Vasco da Gama(1460年頃 - 1524年12月24日/25日)
/ 生誕地シーネスにあるヴァスコ・ダ・ガマ像

 1488年にポルトガル人バロトロメウ・ディアスが喜望峰に到達、東に向けてのポルトガルの発展は緒に就きつつあった。
 一方、コロンブスが1492年に北米大陸に到達。その成果を受けて発布されたアレクサンデル6世の教皇子午線は、ポルトガルに大いにショックを与えた。スプートニクショックみたいなもので、これに大いに加速されてのヴァスコ・ダ・ガマの快挙である。
 もっとも、コロンブスが「大西洋の西の果てから地獄に落ちる」という迷信を押し切って未知の海域に乗り出したのに対し、ヴァスコ・ダ・ガマのそれは上述の通り、国王の信書を携えて異文化地域に交流・交易を求めていったもので、いろいろ対比できそうである。
 『ロビンソン・クルーソー』のダニエル・デフォーはスペインに手厳しくポルトガルに好意的だが、これなどは多分にイギリスとの利害・競合が繁栄されているだろう。
 それはさておき、インドの先に中国があり極東がある。「バッテラ」や「コンペイトウ」といった言葉や文物を日本人が知る時が、半世紀余り先に迫っている。

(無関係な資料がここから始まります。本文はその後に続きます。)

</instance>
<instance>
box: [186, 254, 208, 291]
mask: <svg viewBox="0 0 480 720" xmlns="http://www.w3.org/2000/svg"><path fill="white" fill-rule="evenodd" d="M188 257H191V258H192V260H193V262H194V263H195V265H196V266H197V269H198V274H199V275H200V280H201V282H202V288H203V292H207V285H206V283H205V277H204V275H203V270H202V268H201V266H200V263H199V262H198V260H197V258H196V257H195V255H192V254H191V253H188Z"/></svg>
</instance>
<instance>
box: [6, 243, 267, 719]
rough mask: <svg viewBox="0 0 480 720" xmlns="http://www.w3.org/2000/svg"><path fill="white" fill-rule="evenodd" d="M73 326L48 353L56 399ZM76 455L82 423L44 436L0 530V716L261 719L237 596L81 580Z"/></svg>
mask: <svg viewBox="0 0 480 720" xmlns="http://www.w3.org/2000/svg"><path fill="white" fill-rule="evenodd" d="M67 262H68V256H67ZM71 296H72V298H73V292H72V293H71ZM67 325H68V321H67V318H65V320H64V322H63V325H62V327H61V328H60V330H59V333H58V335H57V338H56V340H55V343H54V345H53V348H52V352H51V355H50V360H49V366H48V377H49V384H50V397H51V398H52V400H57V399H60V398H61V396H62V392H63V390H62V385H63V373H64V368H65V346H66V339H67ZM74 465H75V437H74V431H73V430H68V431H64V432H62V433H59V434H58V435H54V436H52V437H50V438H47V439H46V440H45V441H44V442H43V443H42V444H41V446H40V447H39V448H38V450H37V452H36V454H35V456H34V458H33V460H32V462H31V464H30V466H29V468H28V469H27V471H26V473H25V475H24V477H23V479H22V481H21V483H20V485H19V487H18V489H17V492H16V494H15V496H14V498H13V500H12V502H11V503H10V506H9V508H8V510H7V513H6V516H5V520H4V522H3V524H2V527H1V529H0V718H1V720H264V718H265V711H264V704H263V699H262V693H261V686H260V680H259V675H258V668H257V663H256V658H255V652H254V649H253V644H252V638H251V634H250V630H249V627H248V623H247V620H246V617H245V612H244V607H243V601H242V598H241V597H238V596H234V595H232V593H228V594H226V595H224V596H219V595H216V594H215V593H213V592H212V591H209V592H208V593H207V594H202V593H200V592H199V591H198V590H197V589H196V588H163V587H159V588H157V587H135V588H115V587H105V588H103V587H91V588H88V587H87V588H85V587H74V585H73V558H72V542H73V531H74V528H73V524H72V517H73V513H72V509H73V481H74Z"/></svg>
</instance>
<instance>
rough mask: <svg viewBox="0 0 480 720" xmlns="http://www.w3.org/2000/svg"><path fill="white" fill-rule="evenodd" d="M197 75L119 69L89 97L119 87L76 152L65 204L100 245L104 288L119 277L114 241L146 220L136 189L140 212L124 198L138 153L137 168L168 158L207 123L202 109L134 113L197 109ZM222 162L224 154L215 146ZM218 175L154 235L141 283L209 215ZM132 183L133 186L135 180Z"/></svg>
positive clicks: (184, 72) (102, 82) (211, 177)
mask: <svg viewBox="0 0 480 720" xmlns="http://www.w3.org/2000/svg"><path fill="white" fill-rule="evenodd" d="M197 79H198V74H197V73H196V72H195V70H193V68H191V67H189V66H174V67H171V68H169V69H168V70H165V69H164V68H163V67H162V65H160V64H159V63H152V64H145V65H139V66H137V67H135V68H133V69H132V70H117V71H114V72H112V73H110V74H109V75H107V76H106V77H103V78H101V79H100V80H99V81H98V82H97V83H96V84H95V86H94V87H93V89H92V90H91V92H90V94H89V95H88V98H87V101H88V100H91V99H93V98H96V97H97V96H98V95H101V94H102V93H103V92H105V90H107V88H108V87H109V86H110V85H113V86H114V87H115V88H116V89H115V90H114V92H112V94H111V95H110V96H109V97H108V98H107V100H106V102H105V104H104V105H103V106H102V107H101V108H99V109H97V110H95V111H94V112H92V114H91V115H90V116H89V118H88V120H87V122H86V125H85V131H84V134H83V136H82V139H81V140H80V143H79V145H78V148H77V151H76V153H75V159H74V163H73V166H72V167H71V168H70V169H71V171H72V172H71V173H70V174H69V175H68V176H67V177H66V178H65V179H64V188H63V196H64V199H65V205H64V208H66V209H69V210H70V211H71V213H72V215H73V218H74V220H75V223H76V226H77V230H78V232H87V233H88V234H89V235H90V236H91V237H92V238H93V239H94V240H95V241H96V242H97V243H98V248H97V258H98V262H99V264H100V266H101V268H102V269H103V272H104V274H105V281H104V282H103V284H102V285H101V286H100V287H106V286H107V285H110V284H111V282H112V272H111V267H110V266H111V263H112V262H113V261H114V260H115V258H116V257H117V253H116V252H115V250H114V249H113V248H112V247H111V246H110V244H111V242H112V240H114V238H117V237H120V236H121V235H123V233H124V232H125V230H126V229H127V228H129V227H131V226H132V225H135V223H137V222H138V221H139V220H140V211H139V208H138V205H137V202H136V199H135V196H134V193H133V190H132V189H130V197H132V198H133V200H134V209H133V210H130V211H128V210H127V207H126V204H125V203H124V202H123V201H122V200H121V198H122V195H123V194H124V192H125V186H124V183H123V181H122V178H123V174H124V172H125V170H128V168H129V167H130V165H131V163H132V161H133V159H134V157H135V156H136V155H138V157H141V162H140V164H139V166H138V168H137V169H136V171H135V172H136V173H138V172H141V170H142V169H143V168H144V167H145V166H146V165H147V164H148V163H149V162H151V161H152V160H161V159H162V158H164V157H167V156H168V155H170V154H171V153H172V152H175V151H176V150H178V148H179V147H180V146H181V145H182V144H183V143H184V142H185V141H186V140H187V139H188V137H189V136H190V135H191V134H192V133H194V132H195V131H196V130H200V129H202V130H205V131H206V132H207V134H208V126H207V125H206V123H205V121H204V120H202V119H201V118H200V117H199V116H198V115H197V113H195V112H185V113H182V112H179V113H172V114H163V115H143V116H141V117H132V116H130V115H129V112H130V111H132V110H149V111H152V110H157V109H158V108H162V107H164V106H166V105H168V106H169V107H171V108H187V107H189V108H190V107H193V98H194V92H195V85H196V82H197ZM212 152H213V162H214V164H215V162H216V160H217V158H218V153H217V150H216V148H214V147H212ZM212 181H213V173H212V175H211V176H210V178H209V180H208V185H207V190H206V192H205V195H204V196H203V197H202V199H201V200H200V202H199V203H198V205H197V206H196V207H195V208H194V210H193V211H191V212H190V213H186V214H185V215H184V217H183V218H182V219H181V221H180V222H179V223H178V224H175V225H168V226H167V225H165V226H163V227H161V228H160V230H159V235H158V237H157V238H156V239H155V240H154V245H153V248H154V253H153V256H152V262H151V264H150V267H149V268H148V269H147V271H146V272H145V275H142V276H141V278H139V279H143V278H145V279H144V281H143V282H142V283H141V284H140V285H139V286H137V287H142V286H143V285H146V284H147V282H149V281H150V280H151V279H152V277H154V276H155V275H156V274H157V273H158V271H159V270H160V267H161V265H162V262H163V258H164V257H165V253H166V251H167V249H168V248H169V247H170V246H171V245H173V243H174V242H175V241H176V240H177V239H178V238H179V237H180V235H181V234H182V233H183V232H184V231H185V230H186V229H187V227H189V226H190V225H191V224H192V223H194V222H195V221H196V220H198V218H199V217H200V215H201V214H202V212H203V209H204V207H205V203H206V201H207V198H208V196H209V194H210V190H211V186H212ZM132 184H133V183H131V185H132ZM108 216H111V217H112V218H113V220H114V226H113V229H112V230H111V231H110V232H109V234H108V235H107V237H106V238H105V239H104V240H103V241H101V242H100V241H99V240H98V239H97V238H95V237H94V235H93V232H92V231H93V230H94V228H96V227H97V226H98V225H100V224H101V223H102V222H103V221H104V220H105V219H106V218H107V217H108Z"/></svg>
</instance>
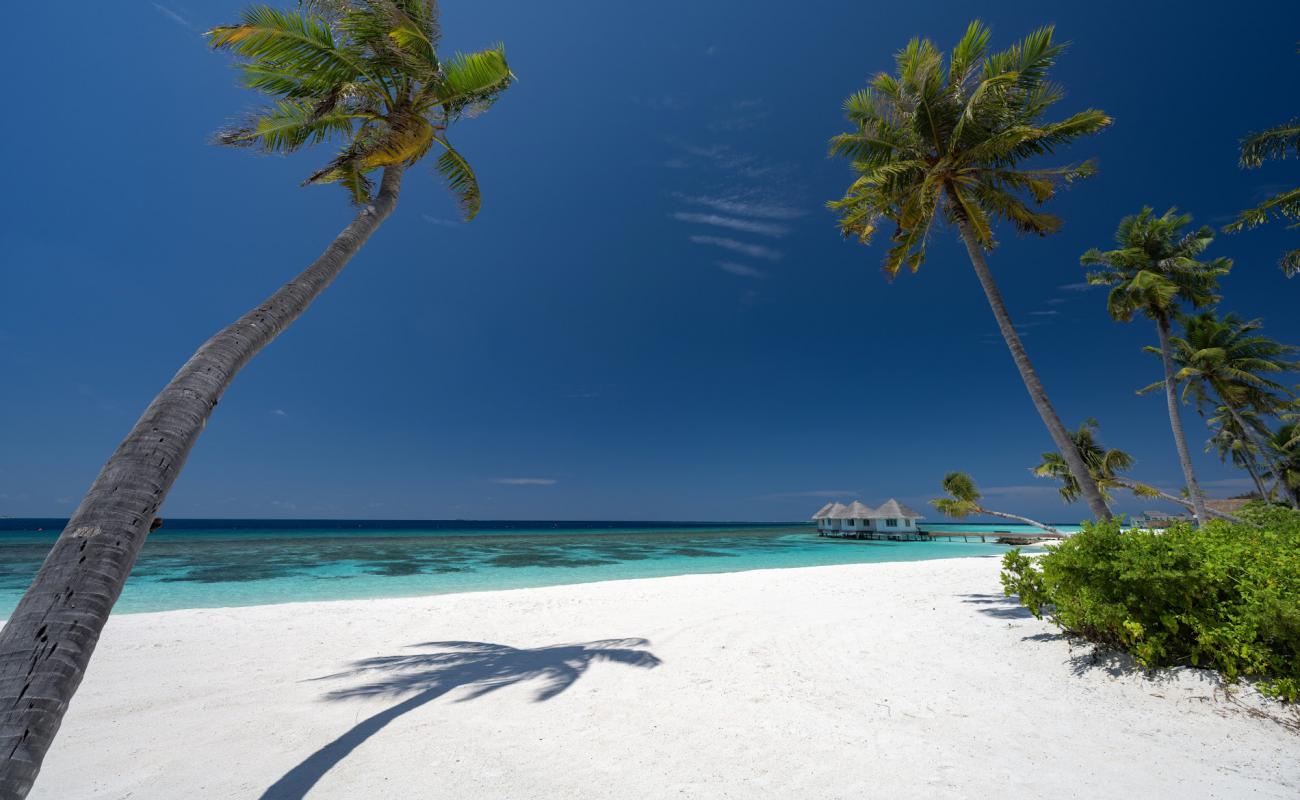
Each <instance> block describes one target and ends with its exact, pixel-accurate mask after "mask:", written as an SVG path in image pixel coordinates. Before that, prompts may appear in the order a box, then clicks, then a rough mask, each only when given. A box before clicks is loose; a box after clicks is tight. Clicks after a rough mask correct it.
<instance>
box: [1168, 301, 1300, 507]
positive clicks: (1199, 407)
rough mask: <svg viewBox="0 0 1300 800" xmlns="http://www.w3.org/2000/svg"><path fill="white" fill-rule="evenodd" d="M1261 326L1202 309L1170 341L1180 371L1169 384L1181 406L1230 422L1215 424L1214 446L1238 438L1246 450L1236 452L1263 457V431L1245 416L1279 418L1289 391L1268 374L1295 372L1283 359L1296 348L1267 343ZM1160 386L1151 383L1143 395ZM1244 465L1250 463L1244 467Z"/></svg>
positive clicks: (1283, 386)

図と資料:https://ja.wikipedia.org/wiki/ヴァスコ・ダ・ガマ

Ω



5月19日 織田信長、桶狭間で今川義元を討ち取る(1560年)

2024-05-19 03:32:59 | 日記
2024年5月19日(日)

> 1560年(永禄三年)5月19日、織田信長が25歳の時である。尾張統一を目前にしていた信長は、尾張の北に構える斎藤義龍と、東から迫る今川義元率いる2万5千の大群に囲まれる窮地に立たされていた。
 早朝、小姓六人だけを率いて清洲城を出陣した信長は、父光秀の頃からの家臣である佐久間の軍勢と善照寺で合流した。この時の信長の兵力は二千にも満たず、今川の軍勢の十分の一ほどしかなかった。
 今川義元が桶狭間で休息をとっているという一報が入ったのは正午のことである。直ちに信長は桶狭間に向けて進軍。桶狭間に到着した信長を待ち受けていたのは雷を伴う激しい夕立だった。大々的な野営を敷いていた今川の軍勢は動きを完全に封じられていた。信長は雨の途切れた一瞬の隙を突いて、今川軍の本陣を直撃した。これには義元を守る数千の兵もなすすべがなく、劣勢を察知した義元は退却を命ずる。これにより、身辺の守りが薄くなった義元に服部小平太が斬りかかり、ついで毛利新介が義元の首を上げた。
 圧倒的な兵力差がありながら今川軍の油断に乗じたこの奇跡的な勝利で、信長は名実ともに尾張の統治者であることを天下に示したのである。
晴山陽一『365日物語』(創英社/三省堂書店)P.145



 大曽根寛先生は本来チャキチャキの江戸っ子だったが、生涯の後半は名古屋に住まわれた。八事(やごと)界隈の文教地区で、昭和40年代の僕らの住処から歩いていける距離である。名古屋で会食を計画するうちにコロナ禍に突入し、その後次第に体を悪くされ、コロナ明け寸前にとうとう力尽きた。直前まで科目制作に全力を注がれ、そのお手伝いをしたのが最後になった。
 その大曽根先生から「桶狭間の戦いはなかった」との説を伺ったことがある。作り話だったというのだ。
 これには面食らった。
 「なかったって…でも、西上する今川の大軍を織田勢が迎え撃って、義元の首級を挙げたのは事実なんですよね?」
 「だから、なかったんです。」
 大曽根先生、澄ましている。
 どういう意味だろう?
 名古屋で味噌煮込みをつつきながら、ゆっくり伺ってみるはずだった。